Time-share Titan Wyndham: Underfollowed and Underappreciated - Barron's
Sunday June 10, 8:11 am ET

Eli Hoffmann submits: Annotated article summary from this weekend's Barron's. Receive all our Barron's summaries by signing up here:



Hospitality Sweet by Leslie P. Norton

Summary: Wyndham Worldwide Corp. (NYSE: WYN - News) makes the lion's share of its cash flow (74%) from the time-share industry, in the form of hotel bookings (41%) and a vacation exchange which facilitates time-share trading for its 3.4M members.

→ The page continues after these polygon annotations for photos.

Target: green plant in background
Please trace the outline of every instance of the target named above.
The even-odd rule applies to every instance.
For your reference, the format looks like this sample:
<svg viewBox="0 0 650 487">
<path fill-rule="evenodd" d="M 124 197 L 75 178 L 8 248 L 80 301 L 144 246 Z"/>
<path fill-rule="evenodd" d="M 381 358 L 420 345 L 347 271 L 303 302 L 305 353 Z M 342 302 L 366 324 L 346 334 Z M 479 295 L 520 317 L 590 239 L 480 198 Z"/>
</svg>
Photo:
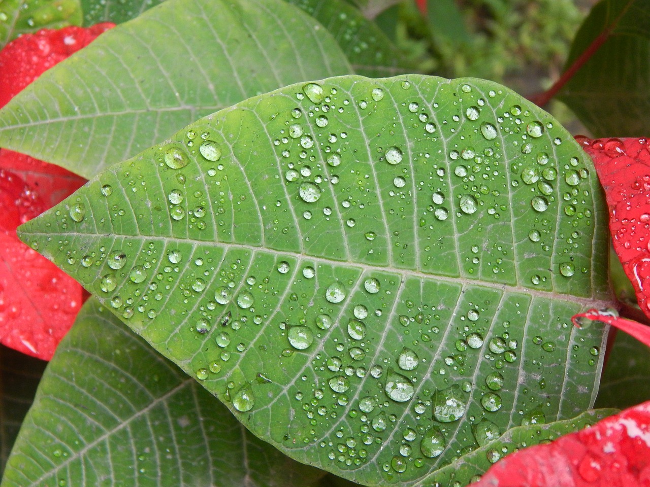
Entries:
<svg viewBox="0 0 650 487">
<path fill-rule="evenodd" d="M 614 412 L 607 329 L 571 323 L 616 305 L 588 156 L 496 82 L 354 74 L 408 71 L 419 29 L 421 66 L 498 78 L 567 25 L 392 3 L 83 3 L 133 19 L 0 111 L 3 147 L 90 179 L 20 235 L 96 295 L 3 487 L 464 485 Z"/>
</svg>

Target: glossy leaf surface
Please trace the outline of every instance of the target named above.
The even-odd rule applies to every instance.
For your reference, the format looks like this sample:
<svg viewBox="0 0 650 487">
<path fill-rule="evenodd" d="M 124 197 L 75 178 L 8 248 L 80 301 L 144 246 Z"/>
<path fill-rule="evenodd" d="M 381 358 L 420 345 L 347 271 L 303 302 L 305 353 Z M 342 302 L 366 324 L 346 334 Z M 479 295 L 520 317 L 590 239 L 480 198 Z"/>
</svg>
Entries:
<svg viewBox="0 0 650 487">
<path fill-rule="evenodd" d="M 650 349 L 618 333 L 601 379 L 596 406 L 629 408 L 650 400 Z"/>
<path fill-rule="evenodd" d="M 2 487 L 292 487 L 322 475 L 253 436 L 91 299 L 43 376 Z"/>
<path fill-rule="evenodd" d="M 558 97 L 595 137 L 645 135 L 650 110 L 650 1 L 597 4 L 576 34 L 566 67 L 597 47 Z"/>
<path fill-rule="evenodd" d="M 614 249 L 650 316 L 650 152 L 645 138 L 578 140 L 593 160 L 610 211 Z"/>
<path fill-rule="evenodd" d="M 281 0 L 169 0 L 14 98 L 0 112 L 0 146 L 90 177 L 200 116 L 350 72 L 332 35 Z"/>
<path fill-rule="evenodd" d="M 21 34 L 81 23 L 79 0 L 3 0 L 0 8 L 0 47 Z"/>
<path fill-rule="evenodd" d="M 256 434 L 374 485 L 466 483 L 478 442 L 590 407 L 604 330 L 570 319 L 606 305 L 606 218 L 507 89 L 349 76 L 202 119 L 21 231 Z"/>
<path fill-rule="evenodd" d="M 650 403 L 644 403 L 552 443 L 517 452 L 473 486 L 640 487 L 649 479 Z"/>
<path fill-rule="evenodd" d="M 0 478 L 46 363 L 0 345 Z"/>
<path fill-rule="evenodd" d="M 336 39 L 354 72 L 380 77 L 404 72 L 400 55 L 374 22 L 344 0 L 287 0 L 318 21 Z"/>
</svg>

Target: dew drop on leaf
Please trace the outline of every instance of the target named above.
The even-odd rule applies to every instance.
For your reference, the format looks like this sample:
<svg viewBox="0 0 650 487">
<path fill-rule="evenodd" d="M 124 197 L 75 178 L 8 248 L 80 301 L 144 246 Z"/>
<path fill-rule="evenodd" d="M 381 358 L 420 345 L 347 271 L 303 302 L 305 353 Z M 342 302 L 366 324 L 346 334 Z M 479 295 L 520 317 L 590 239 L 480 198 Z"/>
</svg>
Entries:
<svg viewBox="0 0 650 487">
<path fill-rule="evenodd" d="M 305 326 L 291 327 L 289 329 L 289 342 L 297 350 L 304 350 L 314 341 L 314 334 Z"/>
<path fill-rule="evenodd" d="M 221 158 L 221 149 L 214 140 L 206 140 L 202 144 L 199 152 L 208 160 L 216 161 Z"/>
</svg>

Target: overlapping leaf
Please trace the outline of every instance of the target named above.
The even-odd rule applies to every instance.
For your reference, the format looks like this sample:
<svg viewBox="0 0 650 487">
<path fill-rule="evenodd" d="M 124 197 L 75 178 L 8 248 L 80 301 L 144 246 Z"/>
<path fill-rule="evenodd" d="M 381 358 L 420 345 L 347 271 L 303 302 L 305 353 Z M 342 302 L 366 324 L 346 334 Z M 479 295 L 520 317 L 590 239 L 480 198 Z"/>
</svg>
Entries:
<svg viewBox="0 0 650 487">
<path fill-rule="evenodd" d="M 528 448 L 493 467 L 475 487 L 610 487 L 650 479 L 650 402 L 591 428 Z"/>
<path fill-rule="evenodd" d="M 253 436 L 90 300 L 46 371 L 2 486 L 299 487 L 322 475 Z"/>
<path fill-rule="evenodd" d="M 79 0 L 3 0 L 0 3 L 0 48 L 21 34 L 81 23 Z"/>
<path fill-rule="evenodd" d="M 506 88 L 350 76 L 202 119 L 21 235 L 289 456 L 467 483 L 592 404 L 604 331 L 571 317 L 610 299 L 606 221 Z"/>
<path fill-rule="evenodd" d="M 281 0 L 169 0 L 16 97 L 0 112 L 0 146 L 90 177 L 200 116 L 350 72 L 332 36 Z"/>
<path fill-rule="evenodd" d="M 45 366 L 0 345 L 0 478 Z"/>
<path fill-rule="evenodd" d="M 576 34 L 566 68 L 585 55 L 590 57 L 558 97 L 594 136 L 646 134 L 650 1 L 602 0 L 596 5 Z"/>
</svg>

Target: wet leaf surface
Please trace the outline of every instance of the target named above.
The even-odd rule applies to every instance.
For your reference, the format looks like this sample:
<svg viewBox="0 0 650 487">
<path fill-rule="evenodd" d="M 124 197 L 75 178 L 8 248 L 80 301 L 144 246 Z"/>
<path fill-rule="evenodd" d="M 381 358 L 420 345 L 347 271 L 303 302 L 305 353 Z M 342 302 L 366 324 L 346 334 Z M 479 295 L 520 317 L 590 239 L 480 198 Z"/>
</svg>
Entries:
<svg viewBox="0 0 650 487">
<path fill-rule="evenodd" d="M 593 404 L 604 329 L 571 317 L 611 305 L 601 195 L 502 86 L 349 76 L 202 119 L 21 231 L 292 458 L 463 484 Z"/>
<path fill-rule="evenodd" d="M 323 474 L 255 438 L 91 299 L 46 370 L 2 487 L 301 487 Z"/>
</svg>

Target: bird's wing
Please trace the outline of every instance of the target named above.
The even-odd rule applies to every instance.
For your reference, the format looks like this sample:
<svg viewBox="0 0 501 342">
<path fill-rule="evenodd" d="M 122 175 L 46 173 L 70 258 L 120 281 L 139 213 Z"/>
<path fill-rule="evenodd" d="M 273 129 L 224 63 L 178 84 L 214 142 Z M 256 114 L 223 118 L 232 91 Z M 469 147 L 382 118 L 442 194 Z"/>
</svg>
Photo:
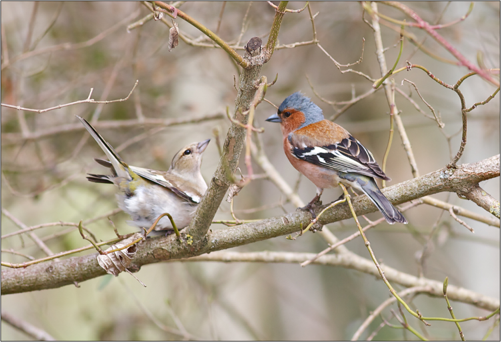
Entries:
<svg viewBox="0 0 501 342">
<path fill-rule="evenodd" d="M 143 178 L 168 189 L 186 201 L 198 204 L 202 200 L 202 194 L 191 186 L 189 181 L 182 179 L 175 175 L 165 171 L 144 169 L 132 165 L 129 168 Z"/>
<path fill-rule="evenodd" d="M 288 136 L 296 158 L 320 166 L 347 173 L 355 173 L 390 180 L 370 152 L 350 135 L 328 144 L 293 132 Z"/>
</svg>

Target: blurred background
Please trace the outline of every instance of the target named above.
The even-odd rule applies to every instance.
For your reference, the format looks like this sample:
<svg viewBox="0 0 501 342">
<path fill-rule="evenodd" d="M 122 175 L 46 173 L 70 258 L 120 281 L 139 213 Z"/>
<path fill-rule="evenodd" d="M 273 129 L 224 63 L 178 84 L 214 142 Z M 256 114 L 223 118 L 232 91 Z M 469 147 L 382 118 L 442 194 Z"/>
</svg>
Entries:
<svg viewBox="0 0 501 342">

Once considered a shady business, time-share is now used by industry giants like Marriott International Inc. (NYSE: MAR - News) and Walt Disney Company (NYSE: DIS - News). The industry has posted double-digit growth for most of the last twenty years. Since becoming its own entity last August (it was spun out from Cendant) at $32, share are up only $3, and its trailing-earnings ratio is just 20x, vs. 24x for Starwood Hotels & Resorts Worldwide (NYSE: HOT - News) and 28x for Marriott. Possible reasons: an under-appreciation of the time-share model; its hotel properties are low-priced and geared towards leisure travellers, while industry strength is perceived in the luxury and business segments; the average time-share client (income $85,000, age 58) is seen as 'uncomfortably stretched' in today's economy. CEO Stephen Holmes counters that defaults on time-share finance payments have remained stable due to their relatively small size, and says a recent $600M note offering backed by time-share receivables was "way oversubscribed." Earnings tripled in Q1 2007 on an increase in room revenue, strong vacation-ownership demand, and an acquisition. The company upped its 2007 guidance from $1.98 to $2.17 (vs. $1.70 in 2006), announced a $0.04 cash dividend to begin in Q3, and is repurchasing shares. Gabelli & Co.'s Amit Kapoor says the overrated concerns make Wyndham an "exceptionally cheap" stock. Using 12x 2007 cash flow minus net debt, he puts shares at $58, 66% above current prices.